The findings indicate that adoption and use of AI tools is high across organisations, however, many are concerned about the impacts AI will have on their larger data security strategy. Only half of the respondents say their organisation’s data security strategy is keeping up with AI’s rate of evolution. What’s more, despite AI’s recent boom, implementing stronger data governance and security controls will be a higher priority for data teams in 2024. When asked what significant initiatives their company is taking on in the next 12 months, 80% of respondents said their top priorities were data security related initiatives – such as implementing stronger data governance and security controls and modernising data architectures with new concepts like data mesh – while only 20% noted integrating AI into business processes will be a top priority.
Other key findings from the report include:
AI sparks excitement and security risks for data professionals
The rapid evolution of AI and Machine Learning (ML) has spurred both excitement and concern across organisations. According to the report, employees are already leveraging these tools to increase productivity and streamline processes within their roles. Nearly nine-out-of-10 (88%) data professionals note their employees are using AI and many data professionals are confident AI will help them become better at things like anomaly detection (44%) and phishing attack identification (46%).
At the same time, many are concerned about the broader security impacts AI will have on their organisation. More than half of respondents (56%) cite the exposure of sensitive data via an AI prompt as their greatest area of concern. This trepidation reinforces the need for AI-specific security strategies and policies so organisations can confidently and securely utilise the technologies and also launch AI models at scale.
Data governance and compliance are top priorities
Although AI is top of mind for data professionals across every sector, trust, security and compliance are still leading organisational priorities. Nearly all (88%) data leaders believe data security will become an even higher priority in the next 12 months, ahead of AI. With 80% of data professionals indicating that their data protection capabilities are better than they were a year ago, it’s likely budgets and resources will increase as data security continues to be a growing priority for business leaders amid today’s evolving threat landscape.
Collaboration: A vital element of data security
According to the report, there is no clear owner of data security across organisations.
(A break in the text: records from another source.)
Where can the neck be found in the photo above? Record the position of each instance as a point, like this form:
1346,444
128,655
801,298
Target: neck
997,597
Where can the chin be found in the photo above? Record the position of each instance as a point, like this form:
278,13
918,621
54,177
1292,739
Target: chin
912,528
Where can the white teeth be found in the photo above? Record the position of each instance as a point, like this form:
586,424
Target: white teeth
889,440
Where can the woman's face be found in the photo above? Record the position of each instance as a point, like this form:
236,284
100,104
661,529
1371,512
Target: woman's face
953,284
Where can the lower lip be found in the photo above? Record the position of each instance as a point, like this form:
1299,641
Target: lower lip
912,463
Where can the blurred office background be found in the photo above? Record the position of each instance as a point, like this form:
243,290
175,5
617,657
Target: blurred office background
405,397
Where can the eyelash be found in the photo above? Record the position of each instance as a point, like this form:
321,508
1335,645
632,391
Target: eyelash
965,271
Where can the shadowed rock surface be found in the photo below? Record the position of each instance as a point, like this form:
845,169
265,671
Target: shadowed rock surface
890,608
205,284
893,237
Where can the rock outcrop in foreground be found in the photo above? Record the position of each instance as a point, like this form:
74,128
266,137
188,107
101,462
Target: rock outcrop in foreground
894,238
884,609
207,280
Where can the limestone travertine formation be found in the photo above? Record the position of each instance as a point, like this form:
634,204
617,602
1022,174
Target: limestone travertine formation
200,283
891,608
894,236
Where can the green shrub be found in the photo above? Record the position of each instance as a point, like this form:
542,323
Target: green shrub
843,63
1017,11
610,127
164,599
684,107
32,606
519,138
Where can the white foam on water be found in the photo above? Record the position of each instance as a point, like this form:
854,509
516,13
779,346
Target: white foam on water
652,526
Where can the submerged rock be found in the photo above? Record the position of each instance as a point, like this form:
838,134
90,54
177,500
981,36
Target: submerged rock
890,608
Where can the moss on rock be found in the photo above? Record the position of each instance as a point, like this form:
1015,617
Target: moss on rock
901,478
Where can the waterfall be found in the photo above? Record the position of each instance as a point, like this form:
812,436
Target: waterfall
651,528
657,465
Respondents indicated that the job title most commonly accountable for data security is Data Privacy or Security Manager (19%), or CTO (15%). However, numerous other roles were also noted as being responsible for data security. This lack of ownership creates challenges around managing security collaboratively, which leads to teams operating in silos and insecure deployments.
Data access is still a major security challenge
Data access remains a major security obstacle for teams: 33% of respondents cited a lack of visibility into data sharing and usage as their biggest security challenge and that they have missed business opportunities as a result.
Similarly, 56% note that data security processes slow down access to data, meaning that over half of organisations are sacrificing some level of data-driven value for essential security outcomes – trading agility for trust and compliance.